African fintech start-ups, Branch and Cellulant, have been two of the most successful players in the field, raising US$70 million and US$47.5 million, respectively, in 2018. While Branch is an online micro-lending start-up, Cellulant is a digital payments solution provider. Both companies have significant presence across Africa.

EOS Perspective

Although US-based players were largely the first to enter and develop Africa’s technology market, Chinese players have also increasingly taken a deeper interest in the continent and have the advantage of coming from an emerging market themselves, therefore putting themselves in a better position to understand the challenges faced by tech players in the continent.

Most leading tech players are looking to build their presence in the African markets. Their success depends on how well they can mold their business models to tackle the local market complexities in addition to aligning their product/service offerings with the diverse needs of the local population. While partnering with a local player may enable companies to gain a better understanding of the market potential and limitations, it is equally imperative to identify and partner with the right player, who is in line with the company’s vision and has the required expertise in the field – a task challenging at times in the African markets.
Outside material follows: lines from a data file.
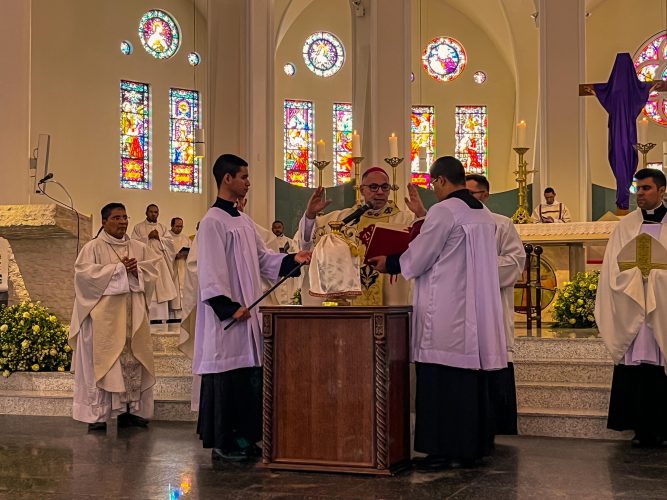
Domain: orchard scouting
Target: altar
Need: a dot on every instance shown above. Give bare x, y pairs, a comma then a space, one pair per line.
569, 249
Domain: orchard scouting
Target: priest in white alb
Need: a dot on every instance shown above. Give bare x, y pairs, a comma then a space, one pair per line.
151, 232
177, 246
458, 338
376, 289
631, 316
110, 333
511, 261
231, 260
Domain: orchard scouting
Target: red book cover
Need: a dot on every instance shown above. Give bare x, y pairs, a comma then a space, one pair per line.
387, 239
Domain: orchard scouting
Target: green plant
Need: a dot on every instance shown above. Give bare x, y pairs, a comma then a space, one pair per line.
575, 302
296, 298
32, 339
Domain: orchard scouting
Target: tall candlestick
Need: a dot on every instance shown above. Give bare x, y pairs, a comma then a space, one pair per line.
393, 146
422, 159
320, 150
642, 128
521, 128
356, 144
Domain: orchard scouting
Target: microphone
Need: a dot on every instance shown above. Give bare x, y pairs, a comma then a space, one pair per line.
354, 216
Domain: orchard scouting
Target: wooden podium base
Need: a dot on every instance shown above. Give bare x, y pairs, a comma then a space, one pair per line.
336, 389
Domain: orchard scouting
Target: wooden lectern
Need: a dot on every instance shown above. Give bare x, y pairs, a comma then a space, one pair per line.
336, 388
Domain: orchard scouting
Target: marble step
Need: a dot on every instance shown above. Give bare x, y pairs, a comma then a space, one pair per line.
172, 363
568, 396
588, 424
572, 370
560, 349
165, 342
45, 382
59, 404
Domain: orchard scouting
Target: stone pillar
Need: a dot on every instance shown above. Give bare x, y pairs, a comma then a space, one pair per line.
15, 97
381, 81
562, 148
240, 80
43, 239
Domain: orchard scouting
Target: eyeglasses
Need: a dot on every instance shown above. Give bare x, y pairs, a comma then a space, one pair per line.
374, 187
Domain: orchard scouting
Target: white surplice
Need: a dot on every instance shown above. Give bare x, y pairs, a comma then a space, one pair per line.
231, 260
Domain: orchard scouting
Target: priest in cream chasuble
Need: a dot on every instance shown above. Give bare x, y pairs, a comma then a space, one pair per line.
376, 289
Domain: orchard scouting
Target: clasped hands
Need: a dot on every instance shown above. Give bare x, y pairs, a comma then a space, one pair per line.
131, 266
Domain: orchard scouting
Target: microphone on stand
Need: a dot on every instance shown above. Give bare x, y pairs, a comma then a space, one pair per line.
47, 177
356, 215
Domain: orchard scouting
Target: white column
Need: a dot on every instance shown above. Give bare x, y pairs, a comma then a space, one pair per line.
381, 81
15, 144
241, 94
562, 144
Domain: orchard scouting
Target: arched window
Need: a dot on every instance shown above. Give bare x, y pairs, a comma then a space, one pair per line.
342, 142
135, 166
422, 136
471, 138
651, 64
184, 167
298, 124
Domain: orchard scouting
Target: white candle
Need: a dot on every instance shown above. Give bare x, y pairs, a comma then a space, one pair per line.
320, 150
356, 145
642, 127
393, 146
521, 134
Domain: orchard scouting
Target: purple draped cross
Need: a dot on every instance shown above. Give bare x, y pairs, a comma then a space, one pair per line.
623, 97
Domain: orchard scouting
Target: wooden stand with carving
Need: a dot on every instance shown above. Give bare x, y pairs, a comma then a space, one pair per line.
336, 389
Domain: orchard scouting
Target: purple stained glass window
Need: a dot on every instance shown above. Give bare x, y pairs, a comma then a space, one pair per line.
184, 166
135, 166
471, 138
342, 141
298, 125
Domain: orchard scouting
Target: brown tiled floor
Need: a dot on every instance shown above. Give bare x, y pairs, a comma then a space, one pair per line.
55, 457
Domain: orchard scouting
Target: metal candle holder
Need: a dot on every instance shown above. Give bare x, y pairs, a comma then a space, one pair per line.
357, 178
320, 165
644, 149
522, 214
394, 161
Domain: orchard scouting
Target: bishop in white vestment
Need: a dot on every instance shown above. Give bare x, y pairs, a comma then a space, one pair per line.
110, 333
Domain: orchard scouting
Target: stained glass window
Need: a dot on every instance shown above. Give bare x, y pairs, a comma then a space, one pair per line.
471, 138
323, 53
135, 167
422, 135
444, 58
342, 141
298, 142
184, 168
159, 34
651, 64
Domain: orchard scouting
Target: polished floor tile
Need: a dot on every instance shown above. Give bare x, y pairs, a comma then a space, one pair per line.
56, 458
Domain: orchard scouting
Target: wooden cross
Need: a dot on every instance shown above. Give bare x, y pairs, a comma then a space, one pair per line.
643, 252
586, 89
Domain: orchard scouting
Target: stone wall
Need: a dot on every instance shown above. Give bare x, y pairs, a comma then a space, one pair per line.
44, 242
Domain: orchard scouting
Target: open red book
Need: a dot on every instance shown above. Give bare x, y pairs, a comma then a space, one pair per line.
387, 239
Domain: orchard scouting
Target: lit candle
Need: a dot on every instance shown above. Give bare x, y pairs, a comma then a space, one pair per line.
393, 146
356, 145
422, 159
643, 130
521, 134
320, 150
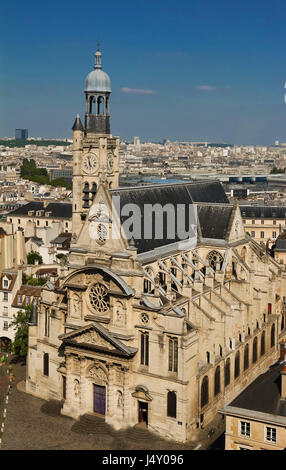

While global tech companies are stirring up the African markets with the technologies and solutions they bring along, a lot is also happening in the local African tech-based start-ups scene, which is receiving an increasing amount of investment from VCs across the world. In the future, these start-ups may become potential acquisition targets for large global players or pose stiff competition to them, either across the continent or in smaller, regional markets.

It is clear that the technological wave has hit Africa, changing the continent’s face. Most African countries, being emerging economies in their formative period, offer a great potential of embracing the new technologies without the struggle of resisting to adopt the new solutions or the problem of fit with legacy systems. It is too early to announce Africa the upcoming leader in emerging technologies, considering the groundwork and investments the continent requires for that to happen, however, Africa has emerged as the next frontier for tech companies, which are causing a digital revolution in the continent as we speak.